Efficient Multimodal Neural Networks for Trigger-less Voice Assistants

Sai Srujana Buddi,Utkarsh Oggy Sarawgi,Tashweena Heeramun,Karan Sawnhey,Ed Yanosik,Saravana Rathinam,Saurabh Adya
2023-05-20
Abstract:The adoption of multimodal interactions by Voice Assistants (VAs) is growing rapidly to enhance human-computer interactions. Smartwatches have now incorporated trigger-less methods of invoking VAs, such as Raise To Speak (RTS), where the user raises their watch and speaks to VAs without an explicit trigger. Current state-of-the-art RTS systems rely on heuristics and engineered Finite State Machines to fuse gesture and audio data for multimodal decision-making. However, these methods have limitations, including limited adaptability, scalability, and induced human biases. In this work, we propose a neural network based audio-gesture multimodal fusion system that (1) Better understands temporal correlation between audio and gesture data, leading to precise invocations (2) Generalizes to a wide range of environments and scenarios (3) Is lightweight and deployable on low-power devices, such as smartwatches, with quick launch times (4) Improves productivity in asset development processes.
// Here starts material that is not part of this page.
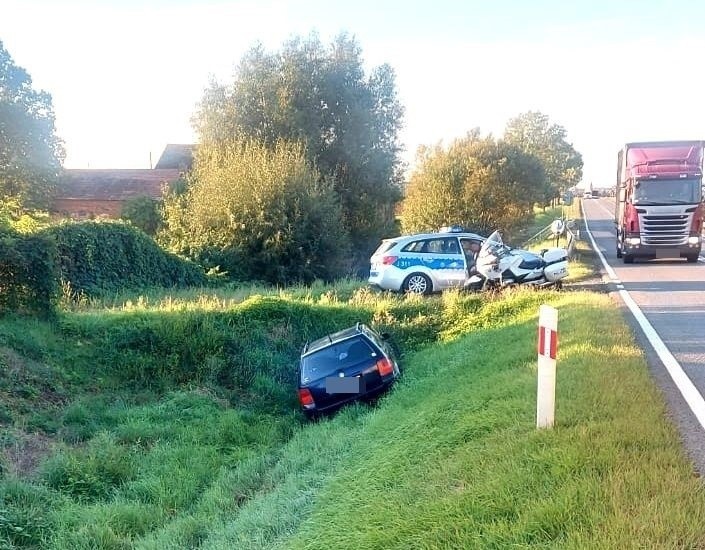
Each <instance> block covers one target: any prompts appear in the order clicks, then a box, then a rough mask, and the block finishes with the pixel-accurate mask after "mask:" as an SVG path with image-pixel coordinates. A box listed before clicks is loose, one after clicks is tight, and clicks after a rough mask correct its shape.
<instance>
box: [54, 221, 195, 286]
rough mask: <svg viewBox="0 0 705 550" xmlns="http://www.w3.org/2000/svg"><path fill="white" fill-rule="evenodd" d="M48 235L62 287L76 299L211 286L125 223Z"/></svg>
mask: <svg viewBox="0 0 705 550" xmlns="http://www.w3.org/2000/svg"><path fill="white" fill-rule="evenodd" d="M44 234H45V235H47V236H49V237H51V238H53V239H54V240H55V242H56V248H57V255H58V265H59V275H60V279H61V281H62V282H63V283H64V284H68V285H70V288H71V290H72V291H73V292H76V293H85V294H89V295H90V294H100V293H104V292H106V291H115V290H119V289H124V288H145V287H148V286H160V287H175V286H177V287H183V286H192V285H203V284H205V282H206V277H205V274H204V273H203V271H202V270H201V268H200V267H199V266H197V265H195V264H193V263H191V262H188V261H186V260H183V259H181V258H179V257H178V256H175V255H174V254H171V253H168V252H165V251H164V250H162V249H161V248H160V247H159V246H158V245H157V244H156V243H155V242H154V241H153V240H152V239H151V238H150V237H148V236H147V235H145V234H144V233H142V232H141V231H139V230H137V229H134V228H132V227H130V226H129V225H126V224H124V223H120V222H96V221H86V222H80V223H66V224H62V225H57V226H54V227H51V228H49V229H47V230H45V231H44Z"/></svg>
Machine Learning,Human-Computer Interaction
What problem does this paper attempt to address?
The problem that this paper attempts to solve is to improve the invocation accuracy and efficiency of Voice Assistants (VAs) without trigger words on smart watches. Specifically, the paper focuses on improving the Raise To Speak (RTS) function through multimodal fusion technology, that is, combining gesture and audio data. Existing RTS systems mainly rely on heuristic methods and designed artificial Finite State Machines (FSMs) to fuse gesture and audio data for decision - making, but these methods have limitations such as poor adaptability, insufficient scalability, and introducing human - made biases. Therefore, the paper proposes a neural - network - based multimodal fusion system, aiming at: 1. **Better understanding the temporal correlation between audio and gesture data**, so as to achieve more accurate invocation. 2. **Generalizing to a wide range of environments and scenarios**, improving the adaptability and robustness of the system. 3. **Being lightweight and suitable for deployment on low - power - consumption devices (such as smart watches)**, with a fast startup time. 4. **Improving productivity in the asset development process**, simplifying the complexity of system design. To achieve the above goals, the paper proposes a lightweight Gated Recurrent Unit (GRU) network named Neural Policy, which is used to integrate voice and gesture signals and make a binary decision on whether to trigger RTS. This method adopts a late - fusion strategy, processing the voice and gesture modalities separately before fusion, in order to cope with the resource limitations of low - power - consumption devices. Experimental results show that this method has a significant reduction in False Rejection Rate (FRR) and False Acceptance Rate (FAR) compared with existing methods, while maintaining low computational resource consumption and a fast response time.